Because rigidity results in paralysis, wear and tear and enslavement to malaise. Because we all change…or do you think it’s the same as seven years ago? I’m sure not.

Therefore, ignoring impermanence and clinging to objects, ideas and people is aimed at unhappiness. “A person cannot bathe in the same river twice,” said Heraclitus, and he was absolutely right. Is water, or are we the same?

However, this does not mean that we should live loose without caring about anything, but that we should pay attention to how we relate to others and objects, and especially with our mind.

That way, we will be able to identify when we are on the path to turning something or someone into a need.

woman crying

let go to receive

Let go, say goodbye or let go. There are several names for the practice of detachment, which frees us from needs and breaks the molds we created with the intention of being happy.

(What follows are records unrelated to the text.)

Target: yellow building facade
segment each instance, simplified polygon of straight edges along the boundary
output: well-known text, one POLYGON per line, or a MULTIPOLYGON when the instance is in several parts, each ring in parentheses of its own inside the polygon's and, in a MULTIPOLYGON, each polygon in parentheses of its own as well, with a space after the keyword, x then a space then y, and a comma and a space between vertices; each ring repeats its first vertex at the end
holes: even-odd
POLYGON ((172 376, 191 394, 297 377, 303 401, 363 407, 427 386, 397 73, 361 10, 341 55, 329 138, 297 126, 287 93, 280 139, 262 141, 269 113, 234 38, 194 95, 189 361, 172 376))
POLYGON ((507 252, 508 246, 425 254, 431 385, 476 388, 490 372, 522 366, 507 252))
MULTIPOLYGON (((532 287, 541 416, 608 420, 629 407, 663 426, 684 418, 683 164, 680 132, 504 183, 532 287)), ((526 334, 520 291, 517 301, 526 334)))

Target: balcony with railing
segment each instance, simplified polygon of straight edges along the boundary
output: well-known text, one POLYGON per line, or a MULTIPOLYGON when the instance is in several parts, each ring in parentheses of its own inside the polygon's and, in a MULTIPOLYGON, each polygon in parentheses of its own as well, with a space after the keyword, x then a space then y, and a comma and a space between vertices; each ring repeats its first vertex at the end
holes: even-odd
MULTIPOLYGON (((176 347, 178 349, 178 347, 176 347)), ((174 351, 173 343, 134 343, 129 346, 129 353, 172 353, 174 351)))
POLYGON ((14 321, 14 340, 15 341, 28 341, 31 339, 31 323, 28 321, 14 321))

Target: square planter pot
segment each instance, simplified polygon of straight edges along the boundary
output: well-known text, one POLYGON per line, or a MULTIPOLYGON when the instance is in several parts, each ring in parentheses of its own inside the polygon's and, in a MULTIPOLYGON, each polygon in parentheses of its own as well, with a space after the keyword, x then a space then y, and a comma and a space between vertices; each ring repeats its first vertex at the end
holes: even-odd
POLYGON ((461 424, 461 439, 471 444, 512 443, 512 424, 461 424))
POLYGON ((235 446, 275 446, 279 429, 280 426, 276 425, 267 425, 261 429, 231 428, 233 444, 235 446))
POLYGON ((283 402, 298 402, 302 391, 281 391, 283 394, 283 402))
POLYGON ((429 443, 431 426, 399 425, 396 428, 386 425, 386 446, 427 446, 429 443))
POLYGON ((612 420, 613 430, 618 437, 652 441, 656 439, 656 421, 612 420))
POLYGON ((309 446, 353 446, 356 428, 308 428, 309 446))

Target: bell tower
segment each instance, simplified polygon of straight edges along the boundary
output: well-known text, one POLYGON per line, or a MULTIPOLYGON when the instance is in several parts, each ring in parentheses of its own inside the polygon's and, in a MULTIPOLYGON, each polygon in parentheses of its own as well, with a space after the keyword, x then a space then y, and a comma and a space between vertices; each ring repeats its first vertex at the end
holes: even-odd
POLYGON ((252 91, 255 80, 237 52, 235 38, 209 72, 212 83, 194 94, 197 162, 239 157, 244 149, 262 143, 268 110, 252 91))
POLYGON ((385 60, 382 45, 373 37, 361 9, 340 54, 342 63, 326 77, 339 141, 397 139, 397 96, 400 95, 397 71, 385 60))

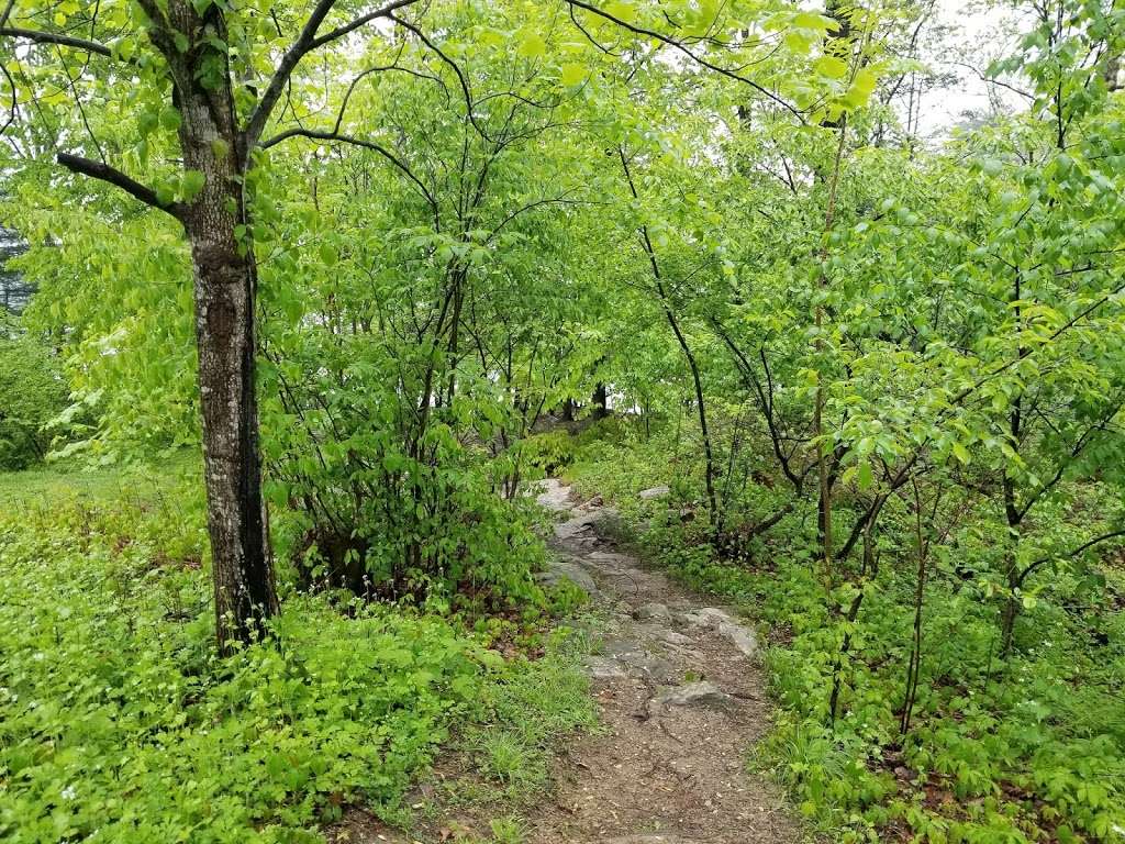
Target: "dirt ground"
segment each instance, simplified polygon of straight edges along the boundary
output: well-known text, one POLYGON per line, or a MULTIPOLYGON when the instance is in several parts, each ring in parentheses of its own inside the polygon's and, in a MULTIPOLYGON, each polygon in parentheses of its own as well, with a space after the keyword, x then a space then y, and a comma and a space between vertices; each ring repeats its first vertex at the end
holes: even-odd
MULTIPOLYGON (((611 511, 597 500, 576 504, 569 487, 549 481, 539 501, 562 519, 546 577, 578 583, 605 619, 588 662, 603 728, 557 760, 551 793, 524 812, 526 844, 802 841, 777 789, 747 771, 770 717, 753 630, 618 553, 598 535, 611 511)), ((353 815, 333 839, 441 842, 462 826, 439 820, 404 838, 353 815)))

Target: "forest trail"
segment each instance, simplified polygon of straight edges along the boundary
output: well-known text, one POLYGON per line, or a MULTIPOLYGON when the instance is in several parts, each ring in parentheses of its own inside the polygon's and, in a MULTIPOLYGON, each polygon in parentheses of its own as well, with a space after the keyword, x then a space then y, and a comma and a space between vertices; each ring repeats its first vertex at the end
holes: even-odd
POLYGON ((530 844, 798 842, 778 790, 747 772, 768 728, 753 630, 640 560, 596 524, 600 500, 570 501, 547 481, 539 501, 560 513, 548 577, 592 592, 606 623, 590 661, 602 730, 572 744, 550 800, 528 818, 530 844))

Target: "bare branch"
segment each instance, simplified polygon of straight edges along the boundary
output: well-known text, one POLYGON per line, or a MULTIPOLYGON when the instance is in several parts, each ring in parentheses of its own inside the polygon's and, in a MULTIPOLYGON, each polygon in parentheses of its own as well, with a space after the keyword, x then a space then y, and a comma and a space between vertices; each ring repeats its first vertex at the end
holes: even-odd
POLYGON ((258 144, 259 138, 262 136, 262 131, 266 128, 266 124, 270 119, 270 115, 273 113, 273 107, 277 106, 277 102, 281 97, 281 92, 285 90, 286 82, 289 81, 289 77, 292 74, 294 69, 302 59, 317 47, 335 41, 336 38, 341 38, 348 33, 359 29, 364 24, 369 24, 378 18, 389 18, 392 12, 396 9, 412 6, 413 3, 418 2, 418 0, 393 0, 375 11, 361 15, 354 20, 336 27, 330 33, 317 36, 316 30, 321 28, 321 24, 324 23, 328 12, 332 11, 332 7, 335 6, 335 2, 336 0, 320 0, 312 14, 308 16, 308 20, 305 21, 305 26, 302 28, 300 35, 297 36, 297 39, 292 43, 289 50, 286 51, 285 55, 281 56, 281 62, 278 64, 277 71, 274 71, 273 77, 270 79, 270 83, 266 87, 264 93, 262 93, 262 98, 254 107, 254 113, 250 116, 250 120, 246 123, 245 132, 248 155, 250 154, 250 150, 258 144))
POLYGON ((34 42, 35 44, 56 44, 61 47, 73 47, 74 50, 84 50, 87 53, 97 53, 98 55, 104 55, 107 59, 116 57, 114 56, 114 51, 105 44, 99 44, 96 41, 74 38, 70 35, 60 35, 57 33, 44 33, 38 29, 22 29, 20 27, 6 26, 0 29, 0 38, 22 38, 24 41, 34 42))
POLYGON ((662 44, 666 44, 669 47, 678 50, 681 53, 683 53, 685 56, 687 56, 688 59, 691 59, 693 62, 695 62, 696 64, 699 64, 702 68, 706 68, 708 70, 714 71, 716 73, 720 73, 723 77, 728 77, 729 79, 734 79, 734 80, 737 80, 739 82, 742 82, 744 84, 748 84, 750 88, 753 88, 758 93, 760 93, 764 97, 773 100, 778 106, 781 106, 782 108, 784 108, 786 111, 790 111, 801 123, 804 123, 803 115, 801 115, 800 111, 798 111, 795 108, 793 108, 789 102, 786 102, 785 100, 783 100, 776 93, 774 93, 770 89, 764 88, 763 86, 758 84, 753 79, 748 79, 747 77, 741 75, 737 71, 732 71, 729 68, 723 68, 722 65, 714 64, 713 62, 708 61, 706 59, 704 59, 699 53, 695 53, 695 52, 691 51, 688 47, 686 47, 683 44, 683 42, 676 41, 675 38, 672 38, 672 37, 667 36, 667 35, 658 33, 655 29, 646 29, 645 27, 634 26, 633 24, 630 24, 630 23, 628 23, 626 20, 622 20, 621 18, 615 17, 615 16, 611 15, 608 11, 598 9, 596 6, 593 6, 592 3, 583 2, 583 0, 566 0, 566 2, 569 6, 576 6, 579 9, 585 9, 586 11, 593 12, 594 15, 597 15, 601 18, 605 18, 606 20, 609 20, 609 21, 611 21, 613 24, 616 24, 618 26, 620 26, 620 27, 622 27, 624 29, 628 29, 631 33, 636 33, 637 35, 644 35, 647 38, 655 38, 656 41, 660 42, 662 44))
POLYGON ((259 145, 263 150, 268 150, 269 147, 277 145, 282 141, 288 141, 291 137, 307 137, 312 141, 326 141, 326 142, 336 142, 341 144, 350 144, 352 146, 361 146, 364 150, 371 150, 372 152, 378 153, 384 159, 394 164, 407 179, 414 182, 414 185, 417 187, 422 196, 425 197, 425 200, 430 205, 434 215, 438 214, 438 200, 434 198, 433 194, 430 192, 430 189, 425 186, 425 183, 421 179, 417 178, 417 176, 414 174, 413 170, 411 170, 397 155, 387 150, 385 146, 379 145, 374 141, 364 141, 363 138, 352 137, 351 135, 341 135, 338 132, 318 132, 316 129, 306 129, 300 127, 286 129, 285 132, 274 135, 268 141, 262 141, 262 143, 259 145))
POLYGON ((142 185, 136 179, 123 173, 120 170, 109 167, 109 164, 84 159, 81 155, 71 155, 66 152, 58 153, 55 160, 72 173, 89 176, 92 179, 98 179, 99 181, 112 185, 147 206, 166 212, 177 219, 181 218, 183 206, 180 203, 162 203, 156 196, 156 191, 152 188, 142 185))

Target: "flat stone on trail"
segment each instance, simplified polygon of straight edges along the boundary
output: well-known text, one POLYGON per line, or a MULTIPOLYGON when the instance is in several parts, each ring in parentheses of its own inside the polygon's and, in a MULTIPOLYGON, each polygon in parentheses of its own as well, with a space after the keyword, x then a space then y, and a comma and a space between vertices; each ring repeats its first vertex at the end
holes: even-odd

Letting go is a process of growth and transformation that only happens when we learn that nothing is forever and that everything changes. It is respect for the cycle of life and the understanding that there are things that, however much we want to, cannot happen, but other things will happen.

Letting go is knowing that thoughts change and that what was good for us yesterday is not so good today. It is to cultivate a flexible mind trained to face new circumstances, prepare the heart to let go of those who can no longer be with us, and release the affections rooted in a certain object or situation.

This is not to say that they are not important to us, but that they are not necessary conditions for us to be happy, however difficult it may be at first.

Letting go of attachment is the path to balance, the midpoint and release from the ego. It is the path that allows us to work from within with ourselves to get to know ourselves.

An act of courage that allows us to overcome the barriers of our comfort zone and lose the fear of living dependent on what we are too attached to.

Letting go is embracing loss as a fundamental part of life, practicing acceptance, cultivating a flexible mind and an honest heart. Because life is change, but also movement, and we mustn’t forget that.